Mystery surrounds why part of the city's London Road suddenly fell apart and what caused a sewer pipe under the busy thoroughfare to burst.
Council inspectors and Scottish Water officials launched an investigation into the collapse – but still do not know why this latest problem occurred.
It is the second time this year the road has been closed. It reopened in June after being shut for five months because of a dangerous building.
Today council bosses said it would take "several months" before the road was fully re-opened, after the collapse on October 18.
A Glasgow City Council spokesman said: "Specialist engineers are investigating what caused damage to the road structure, a waste water pipe and other utility services.
"They will also assess what work will be required to resolve the problem permanently.
"It is likely that work will take several months and, for safety reasons, traffic management will continue to be required.
"However, every effort will be made to minimise disruption to road users."
London Road, from its junction with Springfield Road to the Clyde Gateway junction, which takes in Celtic Park, has been closed to through traffic to allow work on the problem.

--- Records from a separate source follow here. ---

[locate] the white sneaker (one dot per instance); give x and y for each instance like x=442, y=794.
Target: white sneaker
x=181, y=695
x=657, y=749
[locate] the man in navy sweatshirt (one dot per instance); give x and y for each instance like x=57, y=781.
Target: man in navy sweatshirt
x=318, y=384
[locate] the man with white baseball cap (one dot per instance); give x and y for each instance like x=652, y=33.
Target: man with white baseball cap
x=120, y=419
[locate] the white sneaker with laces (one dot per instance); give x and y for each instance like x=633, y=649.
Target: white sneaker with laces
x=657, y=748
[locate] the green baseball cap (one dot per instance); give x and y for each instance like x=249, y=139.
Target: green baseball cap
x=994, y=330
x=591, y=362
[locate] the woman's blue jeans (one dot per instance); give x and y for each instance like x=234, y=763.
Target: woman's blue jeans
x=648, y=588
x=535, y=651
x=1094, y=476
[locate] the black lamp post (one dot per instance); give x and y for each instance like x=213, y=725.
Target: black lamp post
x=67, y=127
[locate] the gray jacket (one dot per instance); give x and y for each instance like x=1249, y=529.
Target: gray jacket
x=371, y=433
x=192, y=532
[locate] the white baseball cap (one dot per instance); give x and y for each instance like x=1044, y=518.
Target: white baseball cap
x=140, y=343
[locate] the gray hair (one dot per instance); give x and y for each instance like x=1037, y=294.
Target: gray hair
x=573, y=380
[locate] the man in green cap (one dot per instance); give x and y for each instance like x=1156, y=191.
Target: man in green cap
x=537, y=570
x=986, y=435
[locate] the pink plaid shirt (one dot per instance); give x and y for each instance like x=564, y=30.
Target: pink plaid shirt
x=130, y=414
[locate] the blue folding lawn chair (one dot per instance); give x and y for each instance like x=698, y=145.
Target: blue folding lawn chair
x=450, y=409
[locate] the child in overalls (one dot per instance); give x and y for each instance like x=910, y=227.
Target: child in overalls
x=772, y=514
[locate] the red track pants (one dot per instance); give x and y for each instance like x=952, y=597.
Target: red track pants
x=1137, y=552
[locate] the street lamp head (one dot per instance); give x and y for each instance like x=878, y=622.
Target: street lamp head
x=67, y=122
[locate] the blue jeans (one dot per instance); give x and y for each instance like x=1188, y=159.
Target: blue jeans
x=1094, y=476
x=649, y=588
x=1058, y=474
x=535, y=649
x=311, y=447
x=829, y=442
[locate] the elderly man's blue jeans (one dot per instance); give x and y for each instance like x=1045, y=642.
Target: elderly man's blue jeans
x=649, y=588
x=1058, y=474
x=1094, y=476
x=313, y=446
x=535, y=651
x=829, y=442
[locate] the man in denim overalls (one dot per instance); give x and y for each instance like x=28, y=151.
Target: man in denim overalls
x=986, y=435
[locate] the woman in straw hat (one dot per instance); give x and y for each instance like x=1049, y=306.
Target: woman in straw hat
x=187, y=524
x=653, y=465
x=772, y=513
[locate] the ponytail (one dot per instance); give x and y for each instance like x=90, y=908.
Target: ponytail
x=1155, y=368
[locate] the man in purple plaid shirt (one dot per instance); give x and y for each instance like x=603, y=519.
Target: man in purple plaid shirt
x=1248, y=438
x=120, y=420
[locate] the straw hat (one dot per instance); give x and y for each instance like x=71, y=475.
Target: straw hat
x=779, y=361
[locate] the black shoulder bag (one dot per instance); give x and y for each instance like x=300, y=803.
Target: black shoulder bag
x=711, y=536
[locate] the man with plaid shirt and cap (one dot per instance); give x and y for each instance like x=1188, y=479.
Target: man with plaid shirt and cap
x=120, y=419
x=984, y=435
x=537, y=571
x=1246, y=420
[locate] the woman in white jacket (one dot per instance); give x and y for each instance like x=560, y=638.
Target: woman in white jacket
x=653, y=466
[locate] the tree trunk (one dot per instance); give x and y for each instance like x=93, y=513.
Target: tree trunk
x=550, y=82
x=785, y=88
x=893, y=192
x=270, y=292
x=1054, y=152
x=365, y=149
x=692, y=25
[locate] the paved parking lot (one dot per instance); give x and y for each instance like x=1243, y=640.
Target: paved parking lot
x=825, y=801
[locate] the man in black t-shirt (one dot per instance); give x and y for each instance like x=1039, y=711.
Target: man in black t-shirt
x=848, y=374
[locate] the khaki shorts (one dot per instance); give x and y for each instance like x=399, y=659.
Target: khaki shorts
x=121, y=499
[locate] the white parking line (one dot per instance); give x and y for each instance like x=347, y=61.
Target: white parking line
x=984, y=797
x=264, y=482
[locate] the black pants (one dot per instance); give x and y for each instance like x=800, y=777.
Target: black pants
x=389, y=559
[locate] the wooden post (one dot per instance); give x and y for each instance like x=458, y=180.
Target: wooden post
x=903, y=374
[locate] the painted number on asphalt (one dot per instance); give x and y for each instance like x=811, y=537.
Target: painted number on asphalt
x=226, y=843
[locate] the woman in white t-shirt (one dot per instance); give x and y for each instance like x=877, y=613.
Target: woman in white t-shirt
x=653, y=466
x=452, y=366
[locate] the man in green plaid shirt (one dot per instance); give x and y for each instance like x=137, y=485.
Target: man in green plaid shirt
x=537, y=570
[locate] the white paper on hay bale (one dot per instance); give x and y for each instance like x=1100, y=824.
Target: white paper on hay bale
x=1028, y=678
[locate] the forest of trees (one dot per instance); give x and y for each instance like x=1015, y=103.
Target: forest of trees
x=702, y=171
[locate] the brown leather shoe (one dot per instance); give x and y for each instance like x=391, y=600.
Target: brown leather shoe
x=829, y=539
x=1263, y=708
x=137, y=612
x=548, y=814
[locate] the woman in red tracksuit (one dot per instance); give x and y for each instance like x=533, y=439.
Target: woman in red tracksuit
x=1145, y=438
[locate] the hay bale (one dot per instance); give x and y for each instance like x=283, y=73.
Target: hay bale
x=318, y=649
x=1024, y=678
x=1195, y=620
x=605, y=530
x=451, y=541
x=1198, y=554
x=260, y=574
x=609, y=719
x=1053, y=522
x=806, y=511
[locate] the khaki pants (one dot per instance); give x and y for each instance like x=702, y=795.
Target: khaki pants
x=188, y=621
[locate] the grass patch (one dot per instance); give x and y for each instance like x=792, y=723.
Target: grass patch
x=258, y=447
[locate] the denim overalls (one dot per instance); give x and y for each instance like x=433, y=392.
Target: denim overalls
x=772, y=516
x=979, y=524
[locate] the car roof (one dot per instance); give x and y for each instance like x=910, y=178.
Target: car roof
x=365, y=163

There is access to the stadium, but drivers have been warned to prepare for congestion on the Gallowgate diversion route.
A Bridgeton resident said: "This is a nightmare us, just months after the road was finally re-opened after the tenement collapse.
"Not only will it be a big inconvenience for getting around, but the impact on local businesses doesn't bear thinking about. I hope the council gets the work done in double-quick time.
"This part of the East End has already put up with enough."
A statement from Scottish Water said: "Glasgow City Council, Scottish Water and other relevant parties have completed initial investig-ations into what caused damage to the road structure, a waste water pipe and other utility services in part of London Road and to assess what repair work is required.
"However, it has been agreed by all relevant parties involved that, due to the complex nature of infrastr-ucture, further investigations are required by specialist engineers, before the cause can be established and a permanent solution found.
"Glasgow City Council, Scottish Water and the other relevant parties apologise for the inconvenience caused."
The road was closed earlier this year after cracks in a tenement, near Bridgeton Cross, meant it had to be demolished.
Road subsidence is the latest inconvenience for city road users, as reported this week in the Evening Times.
We told how holes have suddenly appeared in Waterloo Street, Renfrew Street and Renfield Street.